Complex-type glycans containing accessible GlcNAc are found in the receptor binding domain; the N3 peptide is glycosylated at Asn⁷⁹⁷ and Asn⁹²⁸. Although Asn⁷⁹⁷ was not predicted as a putative glycosylation site because it is part of a hydrophobic domain (Ref. 1 and Fig. 5), it is flanked by amino acids residues favoring N-glycan grafting (Ser², Gly¹, and Leu⁺³ (30)). The location of a glycan unit in such a hydrophobic pocket may have consequences on the ability of the glycanase to interact with and cleave the glycan. Deglycosylation of N3 resulted in 2.5- and 4-kDa shifts of the initial molecular mass, corresponding well with the removal of two glycans of 2.5 and 1.5 kDa each. Some glycans were not complete; using lectin affinity columns, we found accessible GlcNAc residues on N3. These GlcNAc residues usually found on immature thyroglobulin (15) may well be those involved in the thyroglobulin-receptor interaction.
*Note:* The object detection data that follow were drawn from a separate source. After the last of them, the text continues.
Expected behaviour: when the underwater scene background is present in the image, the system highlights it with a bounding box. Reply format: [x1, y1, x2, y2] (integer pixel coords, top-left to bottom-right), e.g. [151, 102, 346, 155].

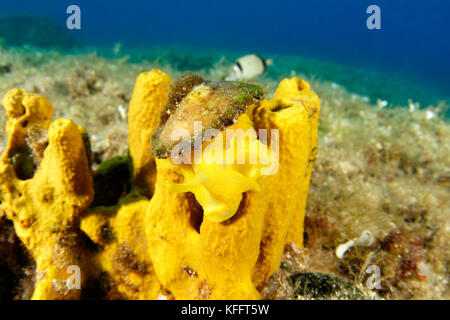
[0, 0, 450, 299]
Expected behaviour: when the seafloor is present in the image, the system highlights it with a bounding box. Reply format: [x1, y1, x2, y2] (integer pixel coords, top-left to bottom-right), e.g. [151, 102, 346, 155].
[0, 46, 450, 299]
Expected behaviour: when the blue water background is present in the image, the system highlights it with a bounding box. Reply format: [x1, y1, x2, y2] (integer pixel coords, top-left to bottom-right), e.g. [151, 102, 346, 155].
[0, 0, 450, 96]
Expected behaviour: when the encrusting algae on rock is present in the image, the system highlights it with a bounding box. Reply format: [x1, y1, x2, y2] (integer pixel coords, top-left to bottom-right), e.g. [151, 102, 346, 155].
[0, 70, 320, 299]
Tyrosyl residues may be essential determinants for binding (31). A survey of the literature to identify which tyrosyl residues in the binding domain may be involved in the receptor interaction indicated the following: 1) in human thyroglobulin, Tyr⁸⁴⁷, Tyr⁸⁶⁴, and Tyr⁹⁷² are iodinated in vitro by lactoperoxidase, and 2) Tyr⁸⁶⁴ is converted to diiodotyrosyl in vivo, whereas Tyr⁸⁴⁷ has been considered to be an "attractive candidate for the donor of outer iodothyronyl ring" (2, 10). In bovine thyroglobulin, which presents 85% identity with the human thyroglobulin binding domain (Ser⁷⁸⁹-Met¹¹⁷²), the search for potential dehydroalanine residues indicated that Tyr⁹⁸⁶ or Tyr¹⁰⁰⁸, which correspond to Tyr⁹⁸⁵ and Tyr¹⁰⁰⁷, respectively, in the human sequence, are available for hormonogenesis as donor sites (11). Thus, at least five tyrosyl residues, from Ser⁷⁸⁹ to Met¹¹⁷², are solvent-exposed. As these residues are modified by both iodination or hormone formation, they may act as sensors in the regulation of the thyroglobulin/receptor binding activity.
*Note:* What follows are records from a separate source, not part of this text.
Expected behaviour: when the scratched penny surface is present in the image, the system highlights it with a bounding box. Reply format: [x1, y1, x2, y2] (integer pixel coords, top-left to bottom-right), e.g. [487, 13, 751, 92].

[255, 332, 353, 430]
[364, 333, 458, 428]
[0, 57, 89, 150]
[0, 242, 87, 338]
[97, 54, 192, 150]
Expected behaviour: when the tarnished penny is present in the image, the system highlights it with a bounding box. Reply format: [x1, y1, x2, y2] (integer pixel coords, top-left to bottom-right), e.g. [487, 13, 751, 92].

A recent reinvestigation of the thyroglobulin type 1 repeat by Molina et al. (25, 32) showed that it is different than other known cysteine-rich modules. It is found in 32 proteins and is very similar to a cysteine protease inhibitor (33). It is thought to control proteolytic events in some of these proteins. Type 1 modules "could function as binders and reversible inhibitors of the protease involved in the proteolytic processing of thyroglobulin" (32). Binding of thyroglobulin type 1 motifs to proteases in endosomes may thus orient and limit the proteolytic cleavage to hormone-containing domains (32). Note that, in our experimental conditions, thyroglobulin peptides containing the type 1 repeats other than the peptide N3 were unable to bind to the receptor. Therefore, although interaction of type 1 repeats with proteases is by no means excluded, our observations suggest that the binding domain involved in follicular retention requires a domain specifically involved in the prohormone function (iodination or hormone formation) rather than a type 1 repeat module.
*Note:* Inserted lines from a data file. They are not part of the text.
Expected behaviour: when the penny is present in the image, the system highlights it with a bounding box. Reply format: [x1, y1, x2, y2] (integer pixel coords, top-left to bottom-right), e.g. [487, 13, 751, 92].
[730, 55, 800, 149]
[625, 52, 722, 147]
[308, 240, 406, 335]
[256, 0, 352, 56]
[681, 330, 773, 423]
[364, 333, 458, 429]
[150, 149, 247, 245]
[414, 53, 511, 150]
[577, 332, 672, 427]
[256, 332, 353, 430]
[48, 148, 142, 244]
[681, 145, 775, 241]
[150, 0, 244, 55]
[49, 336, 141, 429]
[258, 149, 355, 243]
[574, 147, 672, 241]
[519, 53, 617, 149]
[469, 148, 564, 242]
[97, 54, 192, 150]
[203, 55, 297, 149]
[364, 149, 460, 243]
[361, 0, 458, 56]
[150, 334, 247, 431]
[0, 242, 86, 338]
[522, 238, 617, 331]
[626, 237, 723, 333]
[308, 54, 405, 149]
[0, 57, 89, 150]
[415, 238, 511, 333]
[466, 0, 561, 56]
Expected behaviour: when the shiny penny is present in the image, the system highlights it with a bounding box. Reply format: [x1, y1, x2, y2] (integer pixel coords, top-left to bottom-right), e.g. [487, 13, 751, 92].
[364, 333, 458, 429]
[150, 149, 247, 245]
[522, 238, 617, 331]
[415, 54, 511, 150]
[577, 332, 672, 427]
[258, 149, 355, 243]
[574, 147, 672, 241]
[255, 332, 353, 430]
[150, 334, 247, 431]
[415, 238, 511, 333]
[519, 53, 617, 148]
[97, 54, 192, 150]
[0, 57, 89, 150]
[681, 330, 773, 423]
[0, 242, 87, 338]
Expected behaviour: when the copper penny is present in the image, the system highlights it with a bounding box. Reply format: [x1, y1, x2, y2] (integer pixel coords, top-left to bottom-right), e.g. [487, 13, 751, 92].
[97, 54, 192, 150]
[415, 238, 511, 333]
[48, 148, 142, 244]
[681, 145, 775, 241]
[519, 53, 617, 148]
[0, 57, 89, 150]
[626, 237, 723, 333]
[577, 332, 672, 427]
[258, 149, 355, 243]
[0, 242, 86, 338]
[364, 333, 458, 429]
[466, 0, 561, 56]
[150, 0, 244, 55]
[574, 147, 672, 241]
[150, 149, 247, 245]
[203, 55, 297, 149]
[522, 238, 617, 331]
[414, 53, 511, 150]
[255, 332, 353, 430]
In conclusion, we showed that the thyroglobulin domain involved in receptor recognition is localized within a stretch of 383 amino acid residues in the N-terminal region of the prohormone. This domain carries two complex-type oligosaccharide units, up to five tyrosyl residues involved in iodination or hormone synthesis, and could be disulfide-bonded so as to form bridges between internal Cys-rich repeats. These results provide insight into a domain in which coordinate modifications (glycan completion, iodination, hormone synthesis and disulfide bonding) may regulate the receptor/thyroglobulin binding activity and thus the retention of thyroglobulin within the follicular lumen.